飞秒激光写入的光波导机理研究及其应用于海水盐度传感

Planar Light Circuits (PLC) waveguide will be fabricated in silicon-based silica film by using technology firstly. Then the sensing arm of MZI will be written by femtosecond (fs) laser to form 3D MZI structure optical waveguide,which will be used to sense salinity. Three projects will be carried out: .1. The Raman and Atomic Force Microscope will be used to study the effect of the fs laser on the the silicon-based silica molecules. And the physical mechanism of waveguide written by fs laser will be analyzed. .2. The optimized written conditions of optical waveguide in PLC waveguide by fs laser will be fully studied and investigated. By carefully controlling the writing parameters, we will fabricate the optical channel waveguide, whose mode fields will match to these of the PLC waveguide with low loss. By method of near field mode analysis and far filed mode matches, the reason of non-symmetric cross sections of the fs written waveguide will be analysed and field mode matche problesms will be solved. .3. The effect of depth and distance in the sensing arm written by fs laser on the salinity sensitivity will be studied in fabricated 3D MZI optical waveguide sensors. And the high sensitivity of 3D MZI optical waveguide salinity sensors will be fabricated.The salinity sensitivity of the sensor will target at measurement error at ±0.05% range in salt solution concentration. .Those works will expose the physical mechanism of waveguide written by fs laser.Terefore, the interaction between the fs laser and glass can be further explored. Those works will also provide the way to develop some new 3D optical waveguide devices.

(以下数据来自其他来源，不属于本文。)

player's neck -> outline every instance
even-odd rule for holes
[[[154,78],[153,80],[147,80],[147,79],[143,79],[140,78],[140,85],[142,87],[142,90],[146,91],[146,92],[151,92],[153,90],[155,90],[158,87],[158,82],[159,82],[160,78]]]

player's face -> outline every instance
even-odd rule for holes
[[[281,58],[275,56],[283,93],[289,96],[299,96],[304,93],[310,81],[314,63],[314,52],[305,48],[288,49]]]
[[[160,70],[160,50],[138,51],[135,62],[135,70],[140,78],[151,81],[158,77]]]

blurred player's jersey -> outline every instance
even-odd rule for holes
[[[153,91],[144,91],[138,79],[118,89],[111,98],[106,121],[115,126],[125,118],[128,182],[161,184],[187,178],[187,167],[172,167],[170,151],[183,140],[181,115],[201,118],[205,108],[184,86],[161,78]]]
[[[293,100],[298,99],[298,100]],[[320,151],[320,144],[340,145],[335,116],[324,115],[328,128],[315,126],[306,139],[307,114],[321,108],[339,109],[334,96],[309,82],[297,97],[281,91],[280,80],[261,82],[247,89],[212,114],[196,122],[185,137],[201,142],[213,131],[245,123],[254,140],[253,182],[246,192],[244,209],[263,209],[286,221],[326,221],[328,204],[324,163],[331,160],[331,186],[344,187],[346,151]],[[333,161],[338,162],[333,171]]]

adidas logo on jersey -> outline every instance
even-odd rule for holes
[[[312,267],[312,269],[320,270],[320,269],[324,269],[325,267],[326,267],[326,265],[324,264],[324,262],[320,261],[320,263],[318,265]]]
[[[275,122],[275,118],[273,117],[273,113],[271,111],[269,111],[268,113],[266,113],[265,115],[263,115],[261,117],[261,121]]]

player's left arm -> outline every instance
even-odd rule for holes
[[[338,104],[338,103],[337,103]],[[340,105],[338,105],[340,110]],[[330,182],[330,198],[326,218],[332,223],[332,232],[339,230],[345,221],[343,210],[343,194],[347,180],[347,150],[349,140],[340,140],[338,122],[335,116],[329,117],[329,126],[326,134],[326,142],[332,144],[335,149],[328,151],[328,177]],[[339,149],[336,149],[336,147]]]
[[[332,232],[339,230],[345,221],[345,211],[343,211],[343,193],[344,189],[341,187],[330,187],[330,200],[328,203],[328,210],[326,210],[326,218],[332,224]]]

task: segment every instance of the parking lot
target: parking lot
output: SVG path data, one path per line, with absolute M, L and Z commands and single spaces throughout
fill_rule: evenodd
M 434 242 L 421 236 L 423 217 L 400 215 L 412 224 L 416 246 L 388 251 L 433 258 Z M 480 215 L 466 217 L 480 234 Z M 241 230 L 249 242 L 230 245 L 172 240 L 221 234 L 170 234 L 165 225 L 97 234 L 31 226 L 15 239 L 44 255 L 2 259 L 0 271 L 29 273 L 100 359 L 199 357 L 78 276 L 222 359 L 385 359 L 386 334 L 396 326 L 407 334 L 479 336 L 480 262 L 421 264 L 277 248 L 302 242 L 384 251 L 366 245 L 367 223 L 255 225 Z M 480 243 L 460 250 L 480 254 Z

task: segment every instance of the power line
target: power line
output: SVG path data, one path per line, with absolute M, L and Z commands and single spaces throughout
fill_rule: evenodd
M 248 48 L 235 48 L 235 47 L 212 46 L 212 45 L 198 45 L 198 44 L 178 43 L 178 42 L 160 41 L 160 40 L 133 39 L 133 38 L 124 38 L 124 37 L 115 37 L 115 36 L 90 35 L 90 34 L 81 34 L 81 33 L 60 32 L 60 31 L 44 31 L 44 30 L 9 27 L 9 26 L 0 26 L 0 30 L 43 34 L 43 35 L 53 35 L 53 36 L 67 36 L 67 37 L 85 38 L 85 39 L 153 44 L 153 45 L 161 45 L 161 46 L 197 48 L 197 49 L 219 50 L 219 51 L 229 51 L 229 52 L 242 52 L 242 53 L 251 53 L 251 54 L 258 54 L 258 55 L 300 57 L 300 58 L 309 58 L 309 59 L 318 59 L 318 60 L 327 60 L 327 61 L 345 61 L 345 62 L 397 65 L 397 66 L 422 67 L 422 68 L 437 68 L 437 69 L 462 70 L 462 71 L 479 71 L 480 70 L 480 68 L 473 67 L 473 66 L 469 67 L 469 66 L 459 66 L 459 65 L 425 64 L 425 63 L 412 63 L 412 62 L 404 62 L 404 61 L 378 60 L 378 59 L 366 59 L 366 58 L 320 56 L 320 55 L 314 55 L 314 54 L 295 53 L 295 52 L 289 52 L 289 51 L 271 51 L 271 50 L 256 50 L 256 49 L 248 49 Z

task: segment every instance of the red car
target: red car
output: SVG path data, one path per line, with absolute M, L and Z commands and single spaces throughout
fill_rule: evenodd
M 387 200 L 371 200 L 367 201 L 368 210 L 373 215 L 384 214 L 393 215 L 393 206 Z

本项目首先在硅基二氧化硅薄膜上制作平面光波导（PLC波导），然后在PLC波导中利用飞秒激光写入波导（作为传感臂），制作三维的MZI光波导，应用于海水盐度传感。本项目拟开展三个方面的工作：1. 利用拉曼光谱和原子力显微镜，研究飞秒激光对硅基二氧化硅薄膜分子的修饰作用，探讨飞秒激光写入波导的机理。2. 利用模式分析方法，分析飞秒写入波导截面不对称的原因；探索和控制飞秒激光写入波导的条件，制作出与PLC波导相匹配的低损耗写入波导。3.研究飞秒写入的传感臂的深度和间距对传感灵敏度的影响，设计和制作出高灵敏的三维MZI光波导传感器，海水盐度测量误差控制在±0.05%。通过本项目的实施，理解和掌握飞秒写入波导的机理，为新型三维光波导器件的开发提供指导意义。

海水盐度是海洋动力学以及海洋与大气相互作用中起关键作用的重要参数，它与海水折射率、温度有密切的关系。通过测量海水的折射率和温度特性，就可以评估海水的盐度特性。本项目研究的是高精度光纤传感器。首先采用软件模拟设计出传感芯片结构参数，并利用飞秒激光在硅基二氧化硅上制作光波导，初步确定飞秒写入波导条件（激光能量、透镜的NA、扫描速率），为探索飞秒激光直接写入波导提供技术支持。同时探索了飞秒激光与光刻胶的光聚合方法制作的光波导结构的方法，利用这种方法制作的光波导和空腔结构构成的传感芯片。搭建精细测量平台进行传感特性测量。制作了多种传感器—空腔型不同膜厚度结构，液体封装结构的传感结构等。研究了这些结构的折射率、温度和声波的传感特性，得到了传感灵敏度高达1539.5nm/RIU，877 pm/°C ，900mv/pa。传感灵敏度比传统的光纤传感器具有大幅提高。同时研究了它们在酸性条件、碱性条件和高强度震动等恶劣环境下的传感性能特性，为满足不同恶劣的外部环境提供应用支持。同期进行论文撰写和投稿工作。本项目的研究意义在于可以进一步探索飞秒激光与物质相互作用机理，为利用飞秒激光技术制备的光波导走向实用化奠定理论和实验基础。目前已经开始传感机械封装设计，为传感器的实用化推广奠定基础。